Response maps of DCN neurons typical of non-exposed (left column) and exposed (right column) animals. Response maps show discharge rate versus frequency at a succession of fixed attenuations (the sound level at 0 dB attenuation is approximately 100 dB SPL). The horizontal lines are spontaneous rate or background rate in two-tone maps. The vertical solid lines show the BFs assigned to the neurons. Regions colored black are excitatory, meaning an increase in rate over spontaneous, and regions colored gray are inhibitory, meaning a decrease in rate. The maps are based on responses to one repetition of a 200 ms tone, so should be interpreted qualitatively. They have been smoothed with a three-point filter. For neurons without spontaneous activity, two-tone response maps are shown (A and F).

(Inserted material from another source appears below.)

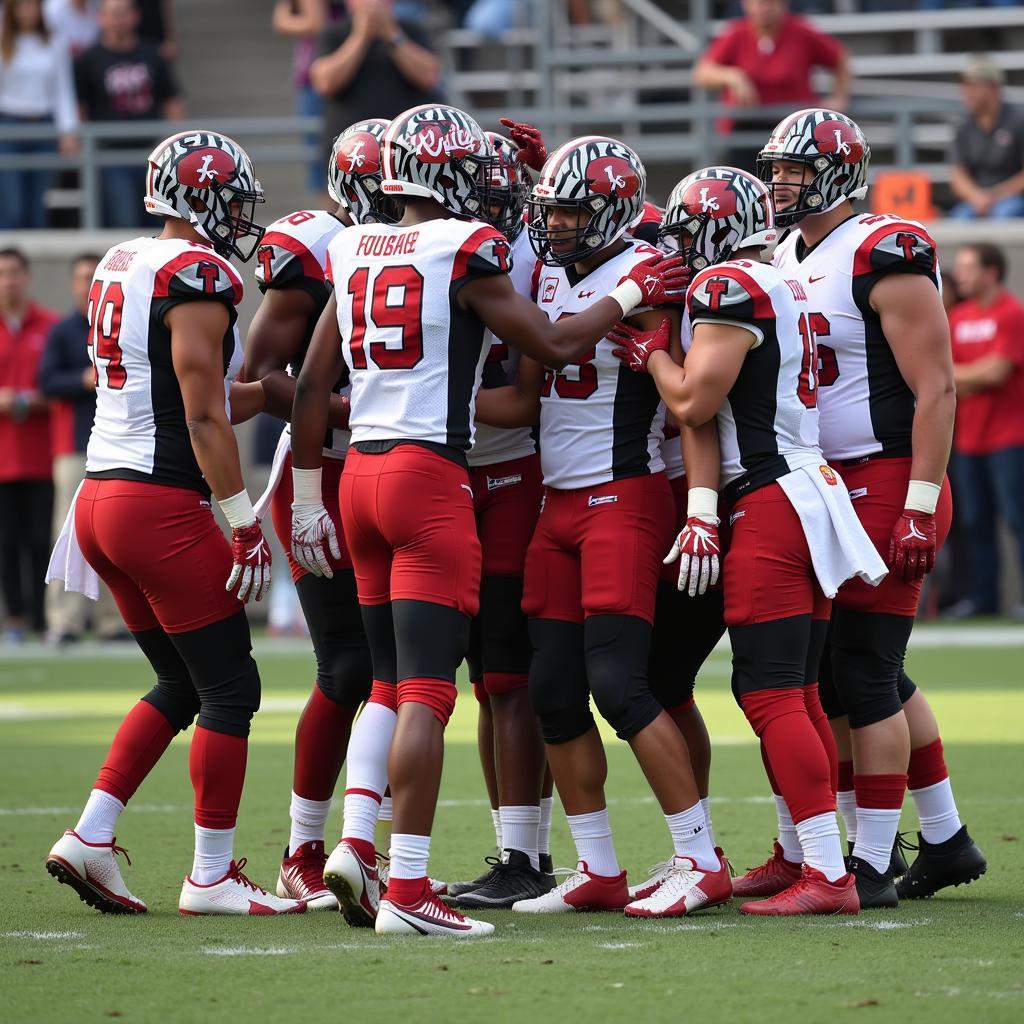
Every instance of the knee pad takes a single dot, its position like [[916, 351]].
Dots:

In these cases, a second tone a few dB above threshold at the BF of the neuron was presented along with the response-map tone. The second tone produces enough background activity that inhibitory responses can be seen. (A) Type II two-tone map (the second tone was 0.68 kHz at −65 dB, 36 dB SPL).(B) Type III map. (C)Type IV-T map. (D) Type IV map. (E)Class A tail response map showing no clear inhibition for a neuron with spontaneous activity. (F) Class A tail response map showing inhibition; both single-tone (dashed line) and two-tone (filled map) response maps are shown. the horizontal line is the spontaneous rate (zero) for the single-tone map and is the driven background rate for the two-tone map. The second tone was 24.8 kHz at −40 dB, 72 dB SPL. (G) Class B tail response. Note the low level of activity extending to high frequencies at the highest level (arrow). (H) Class B tail response with inhibition.